Alliance members say the blue-collar environment is waning. But that phenomenon has plusses and minuses. Members say local educational institutions haven’t kept up training programs for shop-type trades; as a result, many businesses seeking workers with those skills are hard-pressed to find them—even though the starting salary for a welder can reach $50,000.
The alliance continues to promote the corridor, criss-crossing the country to meet company executives, attend trade conferences and industry conventions, and make presentations. “There’s no substitution for it,” says Kenny McDonald, chief economic officer of Columbus 2020, a regional public-private partnership formed to advance the economic development of an 11-county region. “You’ve got to get out and make the investment of time and energy.”
McDonald gives the alliance, an economic development partner of Columbus 2020, credit for creating a common platform for outreach and actively pursuing leads. Next year, members anticipate traveling abroad to reach more international companies. “Most trips are funded fully by the alliance; however, there are trips that we partner on through our Columbus 2020 membership,” Markwood says.
Other alliance expenses cover conference sponsorships, inbound visits, investor relations, media planning, partnerships, site certifications, site-specific marketing and website costs. The alliance has upgraded its website to provide improved navigation, industry-specific information, enhanced testimonials, better connectivity for developers, more local photographs, an easy-to-find property search and a streamlined newsletter.

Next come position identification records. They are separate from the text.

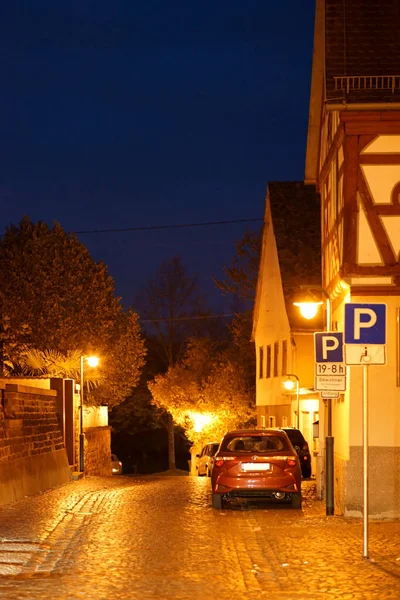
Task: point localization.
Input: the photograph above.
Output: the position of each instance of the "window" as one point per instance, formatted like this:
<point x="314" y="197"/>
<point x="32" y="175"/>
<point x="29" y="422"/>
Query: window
<point x="276" y="358"/>
<point x="261" y="362"/>
<point x="268" y="373"/>
<point x="284" y="357"/>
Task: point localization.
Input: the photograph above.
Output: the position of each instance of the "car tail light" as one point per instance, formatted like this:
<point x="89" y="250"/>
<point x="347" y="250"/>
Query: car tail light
<point x="219" y="460"/>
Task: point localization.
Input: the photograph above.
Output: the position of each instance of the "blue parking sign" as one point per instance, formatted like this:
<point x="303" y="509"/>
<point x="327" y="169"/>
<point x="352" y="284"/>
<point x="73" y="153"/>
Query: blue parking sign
<point x="364" y="323"/>
<point x="328" y="347"/>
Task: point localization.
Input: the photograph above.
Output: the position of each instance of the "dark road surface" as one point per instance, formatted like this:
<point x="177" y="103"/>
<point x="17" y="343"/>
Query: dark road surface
<point x="157" y="537"/>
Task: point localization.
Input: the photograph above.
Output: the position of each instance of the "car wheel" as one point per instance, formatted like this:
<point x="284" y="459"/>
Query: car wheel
<point x="296" y="500"/>
<point x="217" y="501"/>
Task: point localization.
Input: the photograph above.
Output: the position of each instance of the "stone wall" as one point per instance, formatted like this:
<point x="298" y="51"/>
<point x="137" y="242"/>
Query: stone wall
<point x="32" y="452"/>
<point x="97" y="443"/>
<point x="97" y="451"/>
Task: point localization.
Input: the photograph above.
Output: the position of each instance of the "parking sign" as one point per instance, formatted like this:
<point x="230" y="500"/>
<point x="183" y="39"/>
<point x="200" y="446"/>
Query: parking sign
<point x="330" y="370"/>
<point x="365" y="333"/>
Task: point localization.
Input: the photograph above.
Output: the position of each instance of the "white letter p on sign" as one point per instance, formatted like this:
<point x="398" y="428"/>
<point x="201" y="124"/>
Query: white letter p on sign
<point x="327" y="346"/>
<point x="358" y="324"/>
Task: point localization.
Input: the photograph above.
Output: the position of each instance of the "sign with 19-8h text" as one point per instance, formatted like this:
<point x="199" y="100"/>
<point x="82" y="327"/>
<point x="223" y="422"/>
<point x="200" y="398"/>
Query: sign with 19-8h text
<point x="330" y="370"/>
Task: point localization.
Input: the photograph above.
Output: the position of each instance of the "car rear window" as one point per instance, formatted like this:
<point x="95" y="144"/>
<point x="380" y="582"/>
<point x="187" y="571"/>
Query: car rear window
<point x="255" y="443"/>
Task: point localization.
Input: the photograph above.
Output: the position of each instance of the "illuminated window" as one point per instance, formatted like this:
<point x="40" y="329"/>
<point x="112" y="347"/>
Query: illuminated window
<point x="276" y="358"/>
<point x="261" y="362"/>
<point x="284" y="357"/>
<point x="268" y="373"/>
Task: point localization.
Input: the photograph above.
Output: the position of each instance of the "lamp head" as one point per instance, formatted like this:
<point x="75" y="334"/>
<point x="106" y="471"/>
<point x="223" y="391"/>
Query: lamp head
<point x="93" y="361"/>
<point x="308" y="309"/>
<point x="288" y="384"/>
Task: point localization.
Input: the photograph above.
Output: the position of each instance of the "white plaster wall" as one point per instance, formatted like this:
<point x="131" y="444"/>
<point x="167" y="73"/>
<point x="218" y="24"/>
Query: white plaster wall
<point x="272" y="323"/>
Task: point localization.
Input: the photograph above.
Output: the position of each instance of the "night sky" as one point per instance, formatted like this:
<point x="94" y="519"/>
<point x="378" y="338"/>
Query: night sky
<point x="125" y="114"/>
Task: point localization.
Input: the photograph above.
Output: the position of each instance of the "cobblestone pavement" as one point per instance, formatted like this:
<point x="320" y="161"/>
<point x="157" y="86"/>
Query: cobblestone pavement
<point x="157" y="537"/>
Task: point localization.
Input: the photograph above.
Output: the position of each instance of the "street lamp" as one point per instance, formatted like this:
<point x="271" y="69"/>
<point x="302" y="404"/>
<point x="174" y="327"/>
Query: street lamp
<point x="288" y="384"/>
<point x="92" y="361"/>
<point x="311" y="304"/>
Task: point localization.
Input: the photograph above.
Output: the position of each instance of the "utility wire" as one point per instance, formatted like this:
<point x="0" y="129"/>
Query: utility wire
<point x="155" y="227"/>
<point x="186" y="318"/>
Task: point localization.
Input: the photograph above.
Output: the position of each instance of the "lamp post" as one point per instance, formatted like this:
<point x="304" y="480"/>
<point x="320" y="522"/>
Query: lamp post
<point x="288" y="385"/>
<point x="92" y="361"/>
<point x="308" y="309"/>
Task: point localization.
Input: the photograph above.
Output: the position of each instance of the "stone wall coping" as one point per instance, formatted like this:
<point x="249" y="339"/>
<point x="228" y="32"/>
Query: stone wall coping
<point x="99" y="427"/>
<point x="26" y="389"/>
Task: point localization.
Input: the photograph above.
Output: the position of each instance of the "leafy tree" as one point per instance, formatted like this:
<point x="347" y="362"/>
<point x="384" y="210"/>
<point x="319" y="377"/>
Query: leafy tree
<point x="170" y="307"/>
<point x="55" y="298"/>
<point x="240" y="281"/>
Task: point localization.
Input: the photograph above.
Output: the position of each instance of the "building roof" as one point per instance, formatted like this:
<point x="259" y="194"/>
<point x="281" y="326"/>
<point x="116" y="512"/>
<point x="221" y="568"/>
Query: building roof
<point x="295" y="211"/>
<point x="362" y="41"/>
<point x="295" y="215"/>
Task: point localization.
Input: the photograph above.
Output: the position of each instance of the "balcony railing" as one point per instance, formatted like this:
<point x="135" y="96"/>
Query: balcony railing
<point x="360" y="83"/>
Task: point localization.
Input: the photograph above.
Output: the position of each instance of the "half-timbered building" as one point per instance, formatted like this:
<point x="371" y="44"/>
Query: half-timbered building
<point x="353" y="158"/>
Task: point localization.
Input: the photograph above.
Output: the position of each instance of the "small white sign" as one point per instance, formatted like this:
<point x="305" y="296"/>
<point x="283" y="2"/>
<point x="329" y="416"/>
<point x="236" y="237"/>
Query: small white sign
<point x="369" y="354"/>
<point x="330" y="383"/>
<point x="330" y="369"/>
<point x="326" y="395"/>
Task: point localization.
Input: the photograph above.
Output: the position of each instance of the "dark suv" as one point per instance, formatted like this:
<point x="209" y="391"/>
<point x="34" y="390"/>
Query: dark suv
<point x="302" y="449"/>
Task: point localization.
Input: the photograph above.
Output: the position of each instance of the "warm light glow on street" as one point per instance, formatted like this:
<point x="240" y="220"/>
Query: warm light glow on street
<point x="289" y="385"/>
<point x="93" y="361"/>
<point x="308" y="309"/>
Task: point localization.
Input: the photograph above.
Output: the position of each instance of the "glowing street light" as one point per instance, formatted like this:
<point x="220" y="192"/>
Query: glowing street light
<point x="289" y="384"/>
<point x="92" y="361"/>
<point x="306" y="308"/>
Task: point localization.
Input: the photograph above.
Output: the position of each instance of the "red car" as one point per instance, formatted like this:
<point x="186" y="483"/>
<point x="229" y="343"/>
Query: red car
<point x="256" y="463"/>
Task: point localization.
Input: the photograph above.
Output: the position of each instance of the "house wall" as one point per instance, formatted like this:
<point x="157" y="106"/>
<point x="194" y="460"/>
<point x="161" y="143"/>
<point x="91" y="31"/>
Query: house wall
<point x="272" y="327"/>
<point x="97" y="439"/>
<point x="32" y="452"/>
<point x="363" y="240"/>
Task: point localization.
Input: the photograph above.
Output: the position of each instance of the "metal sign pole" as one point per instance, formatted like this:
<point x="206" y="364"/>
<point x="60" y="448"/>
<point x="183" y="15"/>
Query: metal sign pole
<point x="365" y="457"/>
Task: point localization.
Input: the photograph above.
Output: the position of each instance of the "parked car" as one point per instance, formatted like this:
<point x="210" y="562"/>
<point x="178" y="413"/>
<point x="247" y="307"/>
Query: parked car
<point x="301" y="446"/>
<point x="205" y="458"/>
<point x="256" y="463"/>
<point x="116" y="465"/>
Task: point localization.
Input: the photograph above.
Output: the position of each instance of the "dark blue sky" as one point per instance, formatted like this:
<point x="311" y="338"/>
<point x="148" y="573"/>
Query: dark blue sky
<point x="130" y="114"/>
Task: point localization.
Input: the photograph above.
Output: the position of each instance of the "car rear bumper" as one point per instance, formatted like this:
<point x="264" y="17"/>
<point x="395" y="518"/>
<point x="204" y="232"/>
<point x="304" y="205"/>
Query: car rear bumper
<point x="240" y="486"/>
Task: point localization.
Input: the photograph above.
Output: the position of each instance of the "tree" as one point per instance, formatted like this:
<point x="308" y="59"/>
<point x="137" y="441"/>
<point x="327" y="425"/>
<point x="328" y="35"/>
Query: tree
<point x="170" y="306"/>
<point x="55" y="297"/>
<point x="206" y="392"/>
<point x="241" y="282"/>
<point x="241" y="277"/>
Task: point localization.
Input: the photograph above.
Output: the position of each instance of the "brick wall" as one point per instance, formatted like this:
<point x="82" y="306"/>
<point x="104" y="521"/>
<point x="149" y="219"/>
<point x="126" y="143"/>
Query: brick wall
<point x="32" y="453"/>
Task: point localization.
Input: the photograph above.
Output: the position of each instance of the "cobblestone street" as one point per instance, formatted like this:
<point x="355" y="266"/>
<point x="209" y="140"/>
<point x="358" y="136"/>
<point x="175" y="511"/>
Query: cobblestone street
<point x="157" y="537"/>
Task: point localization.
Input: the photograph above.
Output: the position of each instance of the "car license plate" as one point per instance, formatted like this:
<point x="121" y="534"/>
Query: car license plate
<point x="256" y="466"/>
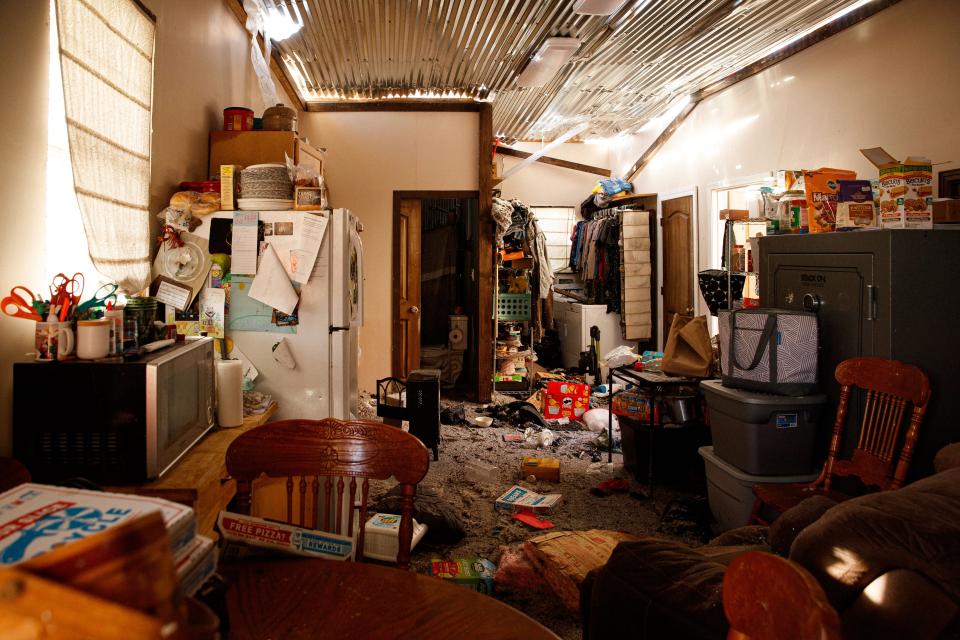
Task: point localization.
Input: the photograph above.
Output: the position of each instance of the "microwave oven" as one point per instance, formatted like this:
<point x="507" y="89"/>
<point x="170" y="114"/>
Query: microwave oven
<point x="112" y="421"/>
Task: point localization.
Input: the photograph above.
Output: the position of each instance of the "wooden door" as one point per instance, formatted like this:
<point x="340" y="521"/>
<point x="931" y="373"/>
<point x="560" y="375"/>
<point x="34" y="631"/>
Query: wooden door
<point x="406" y="287"/>
<point x="677" y="287"/>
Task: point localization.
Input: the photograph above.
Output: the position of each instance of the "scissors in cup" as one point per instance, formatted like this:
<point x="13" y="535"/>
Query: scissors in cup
<point x="66" y="292"/>
<point x="21" y="306"/>
<point x="100" y="297"/>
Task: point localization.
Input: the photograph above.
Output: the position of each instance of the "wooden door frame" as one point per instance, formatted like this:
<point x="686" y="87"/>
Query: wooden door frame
<point x="395" y="365"/>
<point x="694" y="259"/>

“Our group is unique in that we have worked closely together for the past five years, sharing resources, funding and knowledge. It’s working well,” Haire says.
“There are issues we may disagree on. But we can all agree on economic development, on how we can grow and improve Fairfield County,” Farnsworth says.
Six years after the alliance was formed, Davis says the hard work is beginning to pay off. “Companies have started calling us,” she says. “We aren’t making as many cold calls.”
McDonald says that as economic development officials continue to get the word out, the whole region will benefit. “Our biggest obstacle is we’re too shy about who we are. Our greatest struggle is to get on the list and get recognized,” he says. “Company leaders don’t know the aggregate story. We’ve got an unbelievable story to tell.”
Dennis Read is a freelance writer.
printed from the December 2012 issue of Columbus C.E.O. Copyright © Columbus C.E.O.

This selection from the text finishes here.